Susan Franzen has worked with the evaluation core for the Prevention Research Center of Michigan since 2003. Her efforts have focused on conducting community-based evaluations for university projects, coalitions, and foundations. She is presently engaged in the evaluations of the HOPE project, YES, and MI-YVPC. Ms. Franzen holds a Master of Science in Health Education from the University of Michigan-Flint.
Alison Grodzinski is the Managing Director for the Prevention Research Center of Michigan. She has worked with the PRC since 2007 and has participated as an active member of the research team for several projects including Partners In Research, Speak to Your Health! Community Survey, the Virtual Networks Study, and Michigan YVPC and HOPE. Prior to joining the PRC, Ms. Grodzinski was a health sciences librarian, working in academic research centers to support faculty and student research through training, collections management and dissemination. Ms. Grodzinski holds a Masters in Library and Information Studies and a Graduate Certificate in Public Health.
Pete Hutchison is the Program Director for the Youth Empowerment Solutions (YES). Mr. Hutchison was a part of designing and implementing the original YES program and has been involved in the Michigan Youth Violence Prevention Center (MI-YVPC), since its inception. He has been involved in numerous community based initiatives in Genesee County since retiring from Genesee County Probate Court. He has also been involved in youth violence prevention in Flint since 1973.

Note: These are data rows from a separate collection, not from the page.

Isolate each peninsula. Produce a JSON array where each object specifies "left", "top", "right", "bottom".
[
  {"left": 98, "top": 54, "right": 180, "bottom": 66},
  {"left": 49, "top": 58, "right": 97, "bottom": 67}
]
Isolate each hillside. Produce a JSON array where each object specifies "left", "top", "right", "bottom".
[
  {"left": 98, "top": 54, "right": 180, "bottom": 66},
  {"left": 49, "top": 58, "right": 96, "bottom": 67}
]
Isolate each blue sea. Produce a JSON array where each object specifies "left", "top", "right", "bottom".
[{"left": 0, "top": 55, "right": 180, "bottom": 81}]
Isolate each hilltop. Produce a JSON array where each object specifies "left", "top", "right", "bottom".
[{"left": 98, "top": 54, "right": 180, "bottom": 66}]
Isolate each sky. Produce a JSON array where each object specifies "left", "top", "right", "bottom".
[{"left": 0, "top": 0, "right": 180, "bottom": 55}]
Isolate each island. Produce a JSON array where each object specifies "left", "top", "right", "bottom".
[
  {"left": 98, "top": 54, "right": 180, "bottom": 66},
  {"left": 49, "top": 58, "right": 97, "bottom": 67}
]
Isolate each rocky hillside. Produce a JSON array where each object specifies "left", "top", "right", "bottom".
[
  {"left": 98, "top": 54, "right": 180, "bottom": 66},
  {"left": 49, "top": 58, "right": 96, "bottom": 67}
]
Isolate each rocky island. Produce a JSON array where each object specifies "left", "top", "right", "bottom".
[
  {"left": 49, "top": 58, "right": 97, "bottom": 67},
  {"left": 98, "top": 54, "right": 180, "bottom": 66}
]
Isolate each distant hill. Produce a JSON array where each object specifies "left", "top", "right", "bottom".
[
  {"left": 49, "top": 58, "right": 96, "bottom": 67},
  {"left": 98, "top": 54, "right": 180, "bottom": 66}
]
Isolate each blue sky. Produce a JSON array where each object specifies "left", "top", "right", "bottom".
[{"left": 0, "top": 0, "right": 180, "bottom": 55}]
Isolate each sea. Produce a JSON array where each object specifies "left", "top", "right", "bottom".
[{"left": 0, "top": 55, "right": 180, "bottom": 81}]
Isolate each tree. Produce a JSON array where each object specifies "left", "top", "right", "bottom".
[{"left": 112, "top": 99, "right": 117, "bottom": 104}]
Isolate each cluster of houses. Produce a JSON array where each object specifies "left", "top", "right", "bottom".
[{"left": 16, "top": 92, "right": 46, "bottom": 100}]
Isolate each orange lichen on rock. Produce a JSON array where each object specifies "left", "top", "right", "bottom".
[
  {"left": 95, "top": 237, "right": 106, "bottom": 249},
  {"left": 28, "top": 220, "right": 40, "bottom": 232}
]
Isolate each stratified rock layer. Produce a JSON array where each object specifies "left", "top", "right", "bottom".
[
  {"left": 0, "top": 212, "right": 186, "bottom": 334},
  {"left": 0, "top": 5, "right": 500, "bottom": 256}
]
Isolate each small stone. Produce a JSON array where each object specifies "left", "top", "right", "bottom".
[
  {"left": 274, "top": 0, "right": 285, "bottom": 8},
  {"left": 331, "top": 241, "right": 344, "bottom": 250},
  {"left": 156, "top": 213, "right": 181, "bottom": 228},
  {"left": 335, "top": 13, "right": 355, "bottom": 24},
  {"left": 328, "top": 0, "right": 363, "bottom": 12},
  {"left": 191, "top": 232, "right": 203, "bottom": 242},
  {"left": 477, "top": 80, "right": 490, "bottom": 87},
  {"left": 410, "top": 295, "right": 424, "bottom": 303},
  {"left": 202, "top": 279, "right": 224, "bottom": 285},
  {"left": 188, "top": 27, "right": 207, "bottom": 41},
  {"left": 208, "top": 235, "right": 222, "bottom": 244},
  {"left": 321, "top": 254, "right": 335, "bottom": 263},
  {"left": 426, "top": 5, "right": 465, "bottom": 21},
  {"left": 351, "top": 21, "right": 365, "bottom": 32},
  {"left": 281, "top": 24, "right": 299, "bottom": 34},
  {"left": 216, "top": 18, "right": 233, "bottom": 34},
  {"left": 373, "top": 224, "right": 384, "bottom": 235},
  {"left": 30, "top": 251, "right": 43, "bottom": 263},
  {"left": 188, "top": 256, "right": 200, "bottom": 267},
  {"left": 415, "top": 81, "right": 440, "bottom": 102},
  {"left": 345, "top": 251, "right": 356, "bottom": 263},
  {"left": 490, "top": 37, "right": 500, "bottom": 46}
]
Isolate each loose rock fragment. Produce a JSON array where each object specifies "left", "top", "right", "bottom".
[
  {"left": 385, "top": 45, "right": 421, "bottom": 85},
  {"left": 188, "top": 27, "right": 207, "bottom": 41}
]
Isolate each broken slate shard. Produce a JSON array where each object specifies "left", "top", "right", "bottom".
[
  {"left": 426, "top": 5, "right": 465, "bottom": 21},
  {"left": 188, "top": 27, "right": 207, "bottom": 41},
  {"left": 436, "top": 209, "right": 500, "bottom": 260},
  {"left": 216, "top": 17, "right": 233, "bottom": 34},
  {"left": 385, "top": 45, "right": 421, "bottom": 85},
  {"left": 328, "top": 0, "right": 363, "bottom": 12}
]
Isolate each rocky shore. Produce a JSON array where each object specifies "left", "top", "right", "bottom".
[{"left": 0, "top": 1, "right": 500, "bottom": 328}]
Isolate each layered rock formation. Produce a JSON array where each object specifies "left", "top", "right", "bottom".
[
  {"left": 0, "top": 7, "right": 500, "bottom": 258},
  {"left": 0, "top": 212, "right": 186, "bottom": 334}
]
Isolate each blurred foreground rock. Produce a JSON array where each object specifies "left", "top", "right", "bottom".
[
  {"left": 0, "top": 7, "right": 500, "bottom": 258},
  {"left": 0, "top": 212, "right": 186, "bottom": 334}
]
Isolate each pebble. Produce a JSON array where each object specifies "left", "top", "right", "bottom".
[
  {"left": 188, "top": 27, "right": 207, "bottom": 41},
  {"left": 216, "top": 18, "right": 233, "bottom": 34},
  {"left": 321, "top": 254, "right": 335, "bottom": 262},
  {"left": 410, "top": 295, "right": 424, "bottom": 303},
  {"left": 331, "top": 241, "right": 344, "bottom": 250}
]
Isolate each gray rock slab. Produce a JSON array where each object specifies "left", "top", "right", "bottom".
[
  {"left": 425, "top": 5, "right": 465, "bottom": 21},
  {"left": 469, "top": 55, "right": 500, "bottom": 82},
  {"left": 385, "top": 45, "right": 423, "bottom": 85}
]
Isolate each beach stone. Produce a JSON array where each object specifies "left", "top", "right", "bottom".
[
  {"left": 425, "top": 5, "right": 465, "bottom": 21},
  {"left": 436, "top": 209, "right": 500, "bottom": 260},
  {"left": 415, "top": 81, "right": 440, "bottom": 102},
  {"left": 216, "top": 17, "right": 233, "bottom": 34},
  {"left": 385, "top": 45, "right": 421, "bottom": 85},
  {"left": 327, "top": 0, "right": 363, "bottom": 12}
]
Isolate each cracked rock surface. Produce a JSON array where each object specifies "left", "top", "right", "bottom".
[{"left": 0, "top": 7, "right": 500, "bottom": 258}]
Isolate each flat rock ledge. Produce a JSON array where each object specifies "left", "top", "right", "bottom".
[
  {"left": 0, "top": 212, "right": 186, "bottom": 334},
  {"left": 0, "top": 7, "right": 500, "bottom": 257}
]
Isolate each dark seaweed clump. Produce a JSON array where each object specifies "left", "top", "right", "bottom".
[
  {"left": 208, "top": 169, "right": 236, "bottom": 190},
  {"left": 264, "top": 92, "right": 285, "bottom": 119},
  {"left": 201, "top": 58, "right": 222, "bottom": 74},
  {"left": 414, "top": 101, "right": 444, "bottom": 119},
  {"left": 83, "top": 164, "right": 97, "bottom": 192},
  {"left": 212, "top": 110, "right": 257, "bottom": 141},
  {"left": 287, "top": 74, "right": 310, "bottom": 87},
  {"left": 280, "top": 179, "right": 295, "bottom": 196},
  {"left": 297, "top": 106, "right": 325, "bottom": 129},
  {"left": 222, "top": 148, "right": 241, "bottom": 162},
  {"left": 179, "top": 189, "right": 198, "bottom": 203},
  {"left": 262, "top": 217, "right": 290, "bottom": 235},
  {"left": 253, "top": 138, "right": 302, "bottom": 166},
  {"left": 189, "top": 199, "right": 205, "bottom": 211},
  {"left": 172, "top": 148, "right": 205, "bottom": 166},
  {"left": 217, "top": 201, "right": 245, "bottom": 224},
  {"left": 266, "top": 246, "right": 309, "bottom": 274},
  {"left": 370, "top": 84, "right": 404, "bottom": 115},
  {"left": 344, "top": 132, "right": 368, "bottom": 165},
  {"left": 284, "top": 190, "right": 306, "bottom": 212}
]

Laney Rupp provides project management support to various/several research projects/grants including MI-Youth Violence Prevention Center, Crime Prevention through Environmental Design, and School Safety. Her research interests include prevention science, healthy adolescent development, and multilevel approaches to adolescent substance abuse prevention. Prior to her work with PRC, she served as an Americorps member and managed volunteer engagement programs in Santa Cruz County, California. She holds her MPH in Heath Behavior and Health Education from the University of Michigan.
Ardele Stewart provides administrative support for the staff at the Prevention Research Center of Michigan and is responsible for setting up the Center’s contracts with community partners. Over the course of her career at the University of Michigan, Ms. Stewart has had the opportunity to provide administrative support to programs related to educational opportunities for youth and community service learning for undergraduates.
Daniel Lee is a postdoctoral research fellow at the Center for Human Growth and Development. He received his doctorate in clinical psychology with a minor in quantitative psychology at the University of North Carolina at Chapel Hill. His research examines the relation between race, poverty, and health outcomes (psychological and physiological) in African American youth and young adults using a biopsychosocial frame of reference. He is also interested in understanding the role of individual (e.g., racial identity), interpersonal (e.g., mentorship), and community level (e.g., religious institutions) protective factors in the discrimination-health link. Specifically, he is particularly interested in elucidating the processes by which religious involvement and racial identity promotes resilience in the context of discrimination.